DHSSearch begins for Napolitano’s successor

Published 15 July 2013

DHS is the third-largest federal department, with a budget of $48 billion and a staff of more than 240,000. The names circulating as possible replacements for the departing Janet Napolitano include current and former lawmakers, police chiefs, and people with security experience.

New York City police commissioner Ray Kelly under consideration to replace Janet Napolitano // Source: alriyadh.com

DHS is the third-largest federal department, with a budget of $48 billion and a staff of more than 240,000. The department is home to twenty-two agencies, among them the Federal Emergency Management Agency (FEMA), the Transportation Security Administration (TSA), U.S. Customs and Border Protection (CBP), U.S. Citizenship and Immigration Services (USCIS), U.S. Immigration and Customs Enforcement (ICE), the U.S. oast Guard, the Secret Service, and many more.

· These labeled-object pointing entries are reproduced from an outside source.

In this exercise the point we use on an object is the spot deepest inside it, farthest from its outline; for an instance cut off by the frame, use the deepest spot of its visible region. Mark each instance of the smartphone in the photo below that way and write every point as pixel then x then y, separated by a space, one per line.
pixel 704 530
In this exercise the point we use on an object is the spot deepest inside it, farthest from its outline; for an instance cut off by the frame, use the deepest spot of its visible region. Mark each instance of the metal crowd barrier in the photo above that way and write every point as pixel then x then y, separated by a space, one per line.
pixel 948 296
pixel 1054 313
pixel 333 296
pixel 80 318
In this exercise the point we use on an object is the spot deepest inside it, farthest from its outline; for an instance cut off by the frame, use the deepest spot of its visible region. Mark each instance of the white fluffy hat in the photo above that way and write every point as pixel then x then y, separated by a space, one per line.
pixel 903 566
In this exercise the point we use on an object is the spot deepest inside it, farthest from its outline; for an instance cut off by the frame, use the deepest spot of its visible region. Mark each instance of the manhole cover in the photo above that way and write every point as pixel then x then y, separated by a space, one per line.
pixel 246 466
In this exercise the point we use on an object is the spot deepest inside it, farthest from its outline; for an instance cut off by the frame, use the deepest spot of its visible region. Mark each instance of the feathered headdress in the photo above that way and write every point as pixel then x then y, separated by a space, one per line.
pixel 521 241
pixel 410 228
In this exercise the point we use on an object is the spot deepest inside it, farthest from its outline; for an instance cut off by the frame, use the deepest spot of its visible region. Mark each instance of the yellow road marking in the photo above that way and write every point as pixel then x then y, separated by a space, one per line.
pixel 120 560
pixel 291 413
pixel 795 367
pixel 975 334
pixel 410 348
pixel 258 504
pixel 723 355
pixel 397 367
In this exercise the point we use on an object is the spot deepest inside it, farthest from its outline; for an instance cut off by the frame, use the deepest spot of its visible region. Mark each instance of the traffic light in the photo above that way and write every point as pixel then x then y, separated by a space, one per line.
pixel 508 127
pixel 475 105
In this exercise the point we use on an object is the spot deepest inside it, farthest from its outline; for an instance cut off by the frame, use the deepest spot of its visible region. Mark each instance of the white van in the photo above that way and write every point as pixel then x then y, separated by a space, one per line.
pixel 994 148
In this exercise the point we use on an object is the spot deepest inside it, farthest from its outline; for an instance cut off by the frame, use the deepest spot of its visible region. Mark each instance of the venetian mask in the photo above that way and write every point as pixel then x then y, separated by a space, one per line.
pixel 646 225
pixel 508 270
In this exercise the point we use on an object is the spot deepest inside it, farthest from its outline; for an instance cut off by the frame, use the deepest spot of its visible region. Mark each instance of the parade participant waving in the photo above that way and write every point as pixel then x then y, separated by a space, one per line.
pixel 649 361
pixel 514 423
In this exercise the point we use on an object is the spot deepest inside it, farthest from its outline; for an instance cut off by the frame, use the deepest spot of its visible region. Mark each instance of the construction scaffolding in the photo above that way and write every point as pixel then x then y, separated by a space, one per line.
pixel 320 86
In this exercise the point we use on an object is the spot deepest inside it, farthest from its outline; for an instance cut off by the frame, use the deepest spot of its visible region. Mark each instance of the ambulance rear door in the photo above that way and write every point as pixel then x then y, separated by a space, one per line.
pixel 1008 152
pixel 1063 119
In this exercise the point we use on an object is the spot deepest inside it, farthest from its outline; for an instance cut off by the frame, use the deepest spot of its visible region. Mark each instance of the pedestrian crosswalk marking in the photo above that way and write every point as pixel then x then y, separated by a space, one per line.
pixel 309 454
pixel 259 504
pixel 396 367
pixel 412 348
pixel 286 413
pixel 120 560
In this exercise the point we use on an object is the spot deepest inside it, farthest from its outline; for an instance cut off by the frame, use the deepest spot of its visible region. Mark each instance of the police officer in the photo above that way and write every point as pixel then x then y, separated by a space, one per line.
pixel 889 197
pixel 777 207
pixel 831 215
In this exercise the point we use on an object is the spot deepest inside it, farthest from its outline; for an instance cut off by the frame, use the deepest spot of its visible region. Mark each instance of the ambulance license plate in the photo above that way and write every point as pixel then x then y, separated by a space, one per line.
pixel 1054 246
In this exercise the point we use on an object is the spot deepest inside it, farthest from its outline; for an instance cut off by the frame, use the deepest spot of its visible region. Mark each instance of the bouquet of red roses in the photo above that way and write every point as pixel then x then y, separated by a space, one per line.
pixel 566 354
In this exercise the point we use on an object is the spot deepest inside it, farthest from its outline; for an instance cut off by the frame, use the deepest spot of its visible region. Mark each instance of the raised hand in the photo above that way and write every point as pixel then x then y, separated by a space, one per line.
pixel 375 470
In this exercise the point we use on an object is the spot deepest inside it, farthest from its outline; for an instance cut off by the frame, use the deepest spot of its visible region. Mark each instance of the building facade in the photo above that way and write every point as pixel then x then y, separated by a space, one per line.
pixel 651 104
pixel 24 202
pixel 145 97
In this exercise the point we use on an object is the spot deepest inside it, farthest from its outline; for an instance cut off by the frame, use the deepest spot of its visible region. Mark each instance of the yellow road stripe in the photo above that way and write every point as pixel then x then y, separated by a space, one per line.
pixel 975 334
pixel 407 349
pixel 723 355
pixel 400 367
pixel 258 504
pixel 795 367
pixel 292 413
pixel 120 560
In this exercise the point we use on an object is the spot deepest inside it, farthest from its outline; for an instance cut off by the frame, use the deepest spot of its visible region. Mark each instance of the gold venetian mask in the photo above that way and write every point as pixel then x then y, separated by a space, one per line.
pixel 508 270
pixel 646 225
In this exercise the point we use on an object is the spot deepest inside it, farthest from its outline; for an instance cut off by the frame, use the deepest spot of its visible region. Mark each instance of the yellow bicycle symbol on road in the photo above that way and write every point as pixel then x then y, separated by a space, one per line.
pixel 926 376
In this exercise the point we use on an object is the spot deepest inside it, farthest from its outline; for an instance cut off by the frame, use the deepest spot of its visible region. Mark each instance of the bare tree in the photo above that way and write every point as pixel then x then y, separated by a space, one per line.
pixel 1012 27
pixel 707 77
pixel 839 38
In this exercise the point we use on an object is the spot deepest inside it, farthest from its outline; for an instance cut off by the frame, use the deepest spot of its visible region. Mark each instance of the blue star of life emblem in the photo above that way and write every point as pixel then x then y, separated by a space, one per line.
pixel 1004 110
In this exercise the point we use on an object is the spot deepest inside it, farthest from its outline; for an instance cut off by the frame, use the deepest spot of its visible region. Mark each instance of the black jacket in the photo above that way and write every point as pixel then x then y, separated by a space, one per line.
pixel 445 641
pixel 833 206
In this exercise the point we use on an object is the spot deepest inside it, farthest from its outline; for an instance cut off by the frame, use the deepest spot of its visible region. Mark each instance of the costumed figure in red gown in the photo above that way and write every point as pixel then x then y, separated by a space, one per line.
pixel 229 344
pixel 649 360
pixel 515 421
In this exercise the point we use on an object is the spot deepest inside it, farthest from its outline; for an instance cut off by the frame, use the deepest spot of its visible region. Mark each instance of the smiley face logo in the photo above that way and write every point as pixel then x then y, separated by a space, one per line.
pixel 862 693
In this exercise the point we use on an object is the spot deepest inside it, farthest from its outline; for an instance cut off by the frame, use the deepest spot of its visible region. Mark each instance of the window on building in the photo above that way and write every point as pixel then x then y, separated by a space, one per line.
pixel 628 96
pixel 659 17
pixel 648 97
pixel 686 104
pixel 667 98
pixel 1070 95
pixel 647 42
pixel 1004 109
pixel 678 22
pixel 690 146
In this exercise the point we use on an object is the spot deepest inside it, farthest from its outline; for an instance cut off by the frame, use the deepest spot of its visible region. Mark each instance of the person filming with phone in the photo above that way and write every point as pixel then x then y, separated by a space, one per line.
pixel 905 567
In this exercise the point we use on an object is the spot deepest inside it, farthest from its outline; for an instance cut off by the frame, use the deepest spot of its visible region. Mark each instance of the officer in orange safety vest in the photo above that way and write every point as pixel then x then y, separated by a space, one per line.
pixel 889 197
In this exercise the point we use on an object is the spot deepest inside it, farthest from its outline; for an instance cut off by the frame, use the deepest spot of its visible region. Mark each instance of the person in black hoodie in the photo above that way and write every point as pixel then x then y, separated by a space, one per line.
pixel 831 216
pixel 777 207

The Christian Science Monitor reports that Representative Mike McCaul, (R-Texas), chairman of the House Homeland Security Committee, has a 3-name short list of candidates to replace Janet Napolitano, who will leave her DHS post in early September to lead the University of California university system:

  • Retired Coast Guard commandant Thad Allen
  • New York City Police Commissioner Ray Kelly
  • William Bratton, who was chief of the police departments in New York, Los Angeles, and Boston.

I think any three of those coming in would gain much respect from House Republicans and could help us at a time when we’re really trying to push this border security measure out of the House of Representatives,” the Republican congressman from Texas said on “Fox News Sunday.”

The Hill reports that several other names are in the mix:

  • Richard Clarke, a security and terrorism expert who has worked in Republican and Democratic administrations going back to Ronald Reagan
  • James Witt, former President Bill Clinton’s head of FEMA, who was recruited by former Louisiana Governor Kathleen Blanco to lead the state’s reconstruction efforts after Hurricane Katrina
  • Former U.S. Senator Joe Lieberman of Connecticut, who chaired the Senate Homeland Security Committee
  • Representative Mike Rogers (R-Michigan), a former FBI agent who now chairs the House Intelligence Committee.

“It’s a demanding job,” Lieberman told Politico. “It requires very good communication skills and political skills related to Congress, but it also requires management skills because it’s a big department.

“Janet brought it a long way in melding it into the motto of ‘one DHS,’” he added.

Politico notes that the most likely choice may well be similar to Napolitano and Tom Ridge, George W. Bush’s first DHS secretary: governors with backgrounds in law enforcement, Politico reports.

Some perennial critics of DHS say that Napolitano’s departure should be an occasion to abolish the department.

“Secretary Napolitano’s departure comes not a minute too soon,” Representative John Mica (R-Florida) said in a statement. “Now is a good time for Congress to consider dismantling the monstrous Department of Homeland Security and replacing it with a smaller security-focused entity that is realistically capable of connecting the dots of threats posed to our national security,” he said.